Increasing the Resilience and Resistance of Climate-Vulnerable Species and Ecosystems

Science Center Objects

This project has two phases: Phase I: Determining causes of vulnerability The NE CASC has as part of its mission to conduct stakeholder-driven research to understand climate Impacts on freshwater resources and land-use change as well as ecosystem vulnerability and species response to climate variability and change. In the face of increasing temperatures, shifting precipitation patterns, and ...

This project has two phases:



Phase I: Determining causes of vulnerability

The NE CASC has as part of its mission to conduct stakeholder-driven research to understand climate Impacts on freshwater resources and land-use change as well as ecosystem vulnerability and species response to climate variability and change.  In the face of increasing temperatures, shifting precipitation patterns, and large uncertainty, natural resource managers need to assess vulnerability of species in order to develop adaptation options and conservation strategies. This research is evaluating how shifting climate is directly and indirectly affecting mammal populations in the northeasten U.S.  We use a variety of methods to do this, including long-term data, field surveys, elevational transects, camera trapping, live trapping, radio telemetery, genetic analysis, and isotope analysis, as well as literature syntheses and project screening tools. The goal is to understand how current community dynamics may be altered given predicted changes in climate and habitat to inform conservation and management in the region.  
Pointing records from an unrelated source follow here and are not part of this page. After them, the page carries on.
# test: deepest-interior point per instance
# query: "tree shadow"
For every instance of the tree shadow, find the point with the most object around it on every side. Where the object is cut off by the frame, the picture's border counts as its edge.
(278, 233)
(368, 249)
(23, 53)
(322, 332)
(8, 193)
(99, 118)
Phase II:  Adaptation through resilience and resistance

This project supports collaborations between the NE CASC and the Northern Research Station of the U.S. Forest Service to increase the resilience and resistance of climate-vulnerable species and ecosystems. The project will reveal how mammal distributions are shifting in northern forest landscapes and investigate how climate change adaptation strategies, including conserving climate change refugia, could benefit forests, wildlife, and northeastern economies.  After documenting changes in mammal distribution in northern forest landscapes associated with climate variation to help fill a critical data gap and help to inform regional models (Phase I), we will:  

  • Investigate and compare climate change adaptation strategies in order to improve management of climate-vulnerable forests and their dependent wildlife in the face of climate change.
  • Make recommendations for conserving climate change refugia, areas buffered from climate change that enable persistence of species of conservation concern or economic benefit.